Permanecí aturdido algunos instantes hasta que fui consciente de las cadenas que engarzaban aquel puto collar que me habían puesto al cuello para demostrar mi vulnerabilidad y lo fácil que les resultaría desposeerme de mi placa de funcionario de policía. Sería mejor convencerle de que se trataba de una canallada por parte de Amy, ya que las mujeres nunca consienten que les den calabazas.
—¡Cuánto lo siento amigo, pero has caído en su trampa! Pienso que te mereces conocer la verdad y no dejarte embaucar por las artimañas de las mujeres despechadas. Tal vez desconozcas hasta donde les puede llevar la desesperación... Recuerdo una pelea de gatas tratando de pillar un pez que nadaba tranquilo en su pecera. Como eran callejeras y su dueño las había rescatado de un destino incierto, no tenían un código de conducta, por lo que cada una trataba de llevarse el pescado a la boca, no obstante el pez que era más listo, consiguió escurrir el bulto y colocar en su lugar a un pez de plástico.
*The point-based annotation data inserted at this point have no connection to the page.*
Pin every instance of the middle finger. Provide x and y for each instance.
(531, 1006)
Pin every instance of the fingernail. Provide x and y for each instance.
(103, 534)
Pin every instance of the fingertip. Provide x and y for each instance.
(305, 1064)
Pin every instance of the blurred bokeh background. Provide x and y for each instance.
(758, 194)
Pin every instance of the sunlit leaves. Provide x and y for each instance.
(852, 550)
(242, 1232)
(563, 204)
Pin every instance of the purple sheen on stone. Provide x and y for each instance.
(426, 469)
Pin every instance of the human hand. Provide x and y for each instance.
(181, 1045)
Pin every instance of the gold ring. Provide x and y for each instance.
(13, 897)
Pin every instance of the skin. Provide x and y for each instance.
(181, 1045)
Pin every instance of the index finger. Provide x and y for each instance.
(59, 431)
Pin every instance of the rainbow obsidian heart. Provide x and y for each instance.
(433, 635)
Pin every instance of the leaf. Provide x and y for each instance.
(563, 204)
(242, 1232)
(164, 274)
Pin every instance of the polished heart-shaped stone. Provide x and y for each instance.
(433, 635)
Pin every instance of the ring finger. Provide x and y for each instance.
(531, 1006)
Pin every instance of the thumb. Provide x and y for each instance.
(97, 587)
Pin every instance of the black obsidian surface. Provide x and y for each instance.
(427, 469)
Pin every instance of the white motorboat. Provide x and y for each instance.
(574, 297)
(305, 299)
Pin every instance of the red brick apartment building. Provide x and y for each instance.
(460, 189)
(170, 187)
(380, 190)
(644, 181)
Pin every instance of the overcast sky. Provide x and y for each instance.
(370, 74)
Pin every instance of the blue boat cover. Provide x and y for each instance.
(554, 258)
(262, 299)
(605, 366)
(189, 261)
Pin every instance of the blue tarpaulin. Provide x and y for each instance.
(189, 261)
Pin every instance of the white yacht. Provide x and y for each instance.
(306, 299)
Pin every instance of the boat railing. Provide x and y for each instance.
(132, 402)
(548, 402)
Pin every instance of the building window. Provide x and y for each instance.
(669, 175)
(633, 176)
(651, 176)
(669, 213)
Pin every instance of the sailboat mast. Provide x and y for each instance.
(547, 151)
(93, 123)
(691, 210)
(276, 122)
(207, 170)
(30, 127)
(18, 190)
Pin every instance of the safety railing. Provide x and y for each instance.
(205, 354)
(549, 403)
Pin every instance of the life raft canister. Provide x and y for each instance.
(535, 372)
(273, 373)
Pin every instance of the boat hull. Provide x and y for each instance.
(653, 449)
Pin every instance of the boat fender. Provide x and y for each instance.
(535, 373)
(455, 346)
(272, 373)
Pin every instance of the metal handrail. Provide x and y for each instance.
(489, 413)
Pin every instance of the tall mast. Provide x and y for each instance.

Entonces, una de las dos se tragó aquella réplica y murió asfixiada, aunque no bastó que muriera su rival para que la otra gata también picase el anzuelo, de modo que al final el diminuto pez disfrutó de una larga vida.
—Lo que intento decirte, amigo mío, es que no te dejes engañar por ese rico "bocado" que te ofrece Amy. No dudo que en apariencia puede resultar muy tentador: condenarme a vivir entre rejas mientras ella se relame por dentro, como una gata desesperada y dispuesta a vengarse de mi negativa para llevarla al altar ahora que soy viudo.
—¡Bastardo, malparido! Crees que puedes reírte de nosotros con tu verborrea. No soy ninguna gata y menos aún estoy celosa porque prefieras casarte con tu trabajo.
—Te recuerdo, querida, que me hablaste de fugarte conmigo cuando muriera mi esposa. ¿No será que te quitaste de en medio a mi mujer y su hermano? ¡Confiésalo, perdiste la cabeza!
Escancié otro buen vaso de whisky a Robert Lee para comprobar que se lo echaba al gaznate y se atragantaba con la saliva.
Me excitaba tanto escuchar el gimoteo de Amy arrodillada sin apartar sus ojos suplicantes, que me fue imposible detener el proyectil 9 mm que rebotó por las desconchadas paredes del Palacio de Justicia.